This Super Bowl's going social big time
Advertisers are integrating social media into their game plans
By Louisa Ada Seltzer
Feb 2, 2012
The Super Bowl has always been a social occasion, a time to party and hang out with friends.
But this year's Super Bowl will be social on an entirely different level.
Social media will play a huge role in this year's Super Bowl, which will be the most wired in history. Not only is the game streaming online for the first time but a number of advertisers have fashioned their ads with social media in mind.
The reason, of course, is that viewers are increasingly engaged with other media while they watch television. A Nielsen report found that 45 percent of tablet and smartphone owners use their devices while watching television.
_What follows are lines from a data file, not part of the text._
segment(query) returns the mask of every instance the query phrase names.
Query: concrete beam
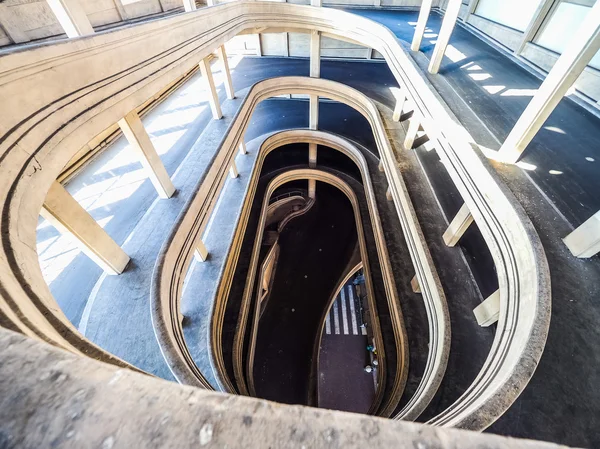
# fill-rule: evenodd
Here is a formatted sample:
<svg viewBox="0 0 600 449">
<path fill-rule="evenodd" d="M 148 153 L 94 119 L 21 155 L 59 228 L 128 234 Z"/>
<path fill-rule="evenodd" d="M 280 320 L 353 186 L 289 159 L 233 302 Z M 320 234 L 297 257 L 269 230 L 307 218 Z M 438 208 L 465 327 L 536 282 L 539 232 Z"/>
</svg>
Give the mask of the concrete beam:
<svg viewBox="0 0 600 449">
<path fill-rule="evenodd" d="M 600 252 L 600 211 L 588 218 L 563 241 L 575 257 L 588 258 Z"/>
<path fill-rule="evenodd" d="M 473 223 L 473 216 L 467 205 L 463 204 L 442 236 L 444 243 L 448 246 L 455 246 L 471 223 Z"/>
<path fill-rule="evenodd" d="M 283 56 L 288 57 L 290 55 L 290 34 L 281 33 L 283 37 Z"/>
<path fill-rule="evenodd" d="M 317 144 L 308 144 L 308 166 L 310 168 L 316 168 L 317 166 Z"/>
<path fill-rule="evenodd" d="M 215 87 L 215 80 L 212 75 L 212 70 L 210 69 L 208 57 L 200 61 L 200 72 L 202 73 L 202 78 L 206 81 L 208 103 L 210 104 L 213 118 L 219 120 L 223 117 L 223 113 L 221 112 L 221 104 L 219 103 L 219 96 L 217 95 L 217 88 Z"/>
<path fill-rule="evenodd" d="M 310 76 L 321 76 L 321 33 L 316 30 L 310 33 Z"/>
<path fill-rule="evenodd" d="M 554 1 L 554 0 L 551 0 L 551 1 Z M 475 9 L 477 9 L 478 4 L 479 4 L 479 0 L 471 0 L 469 2 L 469 6 L 467 7 L 467 14 L 465 14 L 465 17 L 463 19 L 465 22 L 468 22 L 469 16 L 475 12 Z"/>
<path fill-rule="evenodd" d="M 235 91 L 233 90 L 233 82 L 231 81 L 231 72 L 229 71 L 229 61 L 227 60 L 225 45 L 221 45 L 217 51 L 219 53 L 219 59 L 223 64 L 223 75 L 225 76 L 223 84 L 225 84 L 225 92 L 227 92 L 227 98 L 233 100 L 235 98 Z"/>
<path fill-rule="evenodd" d="M 185 9 L 186 12 L 195 11 L 196 0 L 183 0 L 183 9 Z"/>
<path fill-rule="evenodd" d="M 323 0 L 310 0 L 311 6 L 323 6 Z"/>
<path fill-rule="evenodd" d="M 406 137 L 404 138 L 404 148 L 407 150 L 412 149 L 413 144 L 415 143 L 415 139 L 417 138 L 417 133 L 419 132 L 419 127 L 421 126 L 421 121 L 417 116 L 416 112 L 413 116 L 408 120 L 408 131 L 406 131 Z"/>
<path fill-rule="evenodd" d="M 19 26 L 18 19 L 13 12 L 13 9 L 2 3 L 0 3 L 0 27 L 2 27 L 13 44 L 29 41 L 29 37 Z"/>
<path fill-rule="evenodd" d="M 446 53 L 446 47 L 448 46 L 448 42 L 450 42 L 450 37 L 452 36 L 454 26 L 456 25 L 456 19 L 458 18 L 461 4 L 462 0 L 450 0 L 448 2 L 442 27 L 440 28 L 440 33 L 438 34 L 437 42 L 435 43 L 435 48 L 433 49 L 433 54 L 429 61 L 429 73 L 436 74 L 440 70 L 444 53 Z"/>
<path fill-rule="evenodd" d="M 427 27 L 427 19 L 431 13 L 431 4 L 433 0 L 423 0 L 421 3 L 421 9 L 419 10 L 419 18 L 417 19 L 417 26 L 415 27 L 415 34 L 413 34 L 412 43 L 410 49 L 412 51 L 419 51 L 421 48 L 421 41 L 423 40 L 423 34 Z"/>
<path fill-rule="evenodd" d="M 389 186 L 388 186 L 387 190 L 385 191 L 385 198 L 388 201 L 394 201 L 394 197 L 392 196 L 392 191 L 390 190 Z"/>
<path fill-rule="evenodd" d="M 477 324 L 488 327 L 498 321 L 500 316 L 500 290 L 496 290 L 481 304 L 473 309 Z"/>
<path fill-rule="evenodd" d="M 94 34 L 94 29 L 79 0 L 46 0 L 67 36 Z"/>
<path fill-rule="evenodd" d="M 498 159 L 515 163 L 533 140 L 556 105 L 600 50 L 600 2 L 596 2 L 568 47 L 548 73 L 514 128 L 502 144 Z"/>
<path fill-rule="evenodd" d="M 160 156 L 154 149 L 150 136 L 136 111 L 131 111 L 119 120 L 121 131 L 129 141 L 134 151 L 138 153 L 140 162 L 154 184 L 161 198 L 170 198 L 175 193 L 175 186 L 165 169 Z"/>
<path fill-rule="evenodd" d="M 421 293 L 421 286 L 419 285 L 419 280 L 417 279 L 416 274 L 410 280 L 410 288 L 412 289 L 413 293 Z"/>
<path fill-rule="evenodd" d="M 52 183 L 40 215 L 61 233 L 69 233 L 81 250 L 109 274 L 121 274 L 129 256 L 57 181 Z"/>
<path fill-rule="evenodd" d="M 515 54 L 520 55 L 525 48 L 525 45 L 527 45 L 527 42 L 530 42 L 535 37 L 554 3 L 555 0 L 542 0 L 540 2 L 535 10 L 535 13 L 533 14 L 533 17 L 527 24 L 527 28 L 525 28 L 525 31 L 523 32 L 521 42 L 515 49 Z"/>
<path fill-rule="evenodd" d="M 246 144 L 244 142 L 240 142 L 240 154 L 248 154 L 248 150 L 246 150 Z"/>
<path fill-rule="evenodd" d="M 379 164 L 377 165 L 377 168 L 379 168 L 380 172 L 385 173 L 385 167 L 383 166 L 383 159 L 379 159 Z"/>
<path fill-rule="evenodd" d="M 392 114 L 393 121 L 400 121 L 400 117 L 402 116 L 402 111 L 404 109 L 404 103 L 406 103 L 406 95 L 402 88 L 400 88 L 400 91 L 396 94 L 396 105 L 394 106 L 394 113 Z"/>
<path fill-rule="evenodd" d="M 256 56 L 262 56 L 262 43 L 260 42 L 260 33 L 255 34 L 256 36 Z"/>
<path fill-rule="evenodd" d="M 123 6 L 122 0 L 113 0 L 113 3 L 115 4 L 115 8 L 117 8 L 117 12 L 119 13 L 119 17 L 121 18 L 121 20 L 127 20 L 129 16 L 127 16 L 127 11 L 125 11 L 125 7 Z"/>
<path fill-rule="evenodd" d="M 231 162 L 231 166 L 229 167 L 229 176 L 231 176 L 233 179 L 240 176 L 240 173 L 238 172 L 238 169 L 237 169 L 237 165 L 235 165 L 235 161 Z"/>
<path fill-rule="evenodd" d="M 311 95 L 308 111 L 308 127 L 319 129 L 319 96 Z"/>
<path fill-rule="evenodd" d="M 317 181 L 314 179 L 308 180 L 308 197 L 314 199 L 317 194 Z"/>
<path fill-rule="evenodd" d="M 204 242 L 202 240 L 198 240 L 196 243 L 194 257 L 198 262 L 206 262 L 206 259 L 208 259 L 208 250 L 206 249 L 206 246 L 204 246 Z"/>
</svg>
So it makes sense that advertisers want to connect with those viewers during the game.
This year's social media approach goes beyond the usual tweeting or Facebook updates that have become expected during such big media events.
Advertisers instead are adding elements that allow them to interact with viewers to their campaigns.
Chevrolet, for example, is offering the first advertiser-sponsored Super Bowl app. Viewers will look for clues to a Chevy-themed game while watching the company's ad and the game and will have a chance to win prizes, including one of 20 cars, for getting the answers right.
GoDaddy, known for its raunchy ads that often end by directing viewers online to see a steamier version, is including a quick response code, or QR code, in its commercial, another Super Bowl first.
Viewers with a QR code reader app on their phones can scan the code on their TV screen to be sent directly to GoDaddy's web site.
Smartphone owners can also use TV audio listening apps like Shazam and IntoNow during the game, which listen to the ads to decipher the name of the advertiser and link the user to information, social media feeds and even extended versions of their commercials. About a third of this year's ads will be compatible with the apps.
Advertisers have also come up with creative new ways to use traditional social networks.
Coca-Cola has created a Facebook page for the polar bears that will star in its Super Bowl ad. The bears have been divided into two groups, one cheering for the New York Giants and one for the New England Patriots, and footage of them cheering in real time will be posted to the page.
And Toyota, which is returning to the Super Bowl after a long absence to advertise what it calls its "reinvented" Camry, is encouraging fans to tweet using the hashtag #reinvented and suggesting other products they'd like to see be reinvented.
Toyota will then tweet back illustrations of the reinvented product a few minutes later.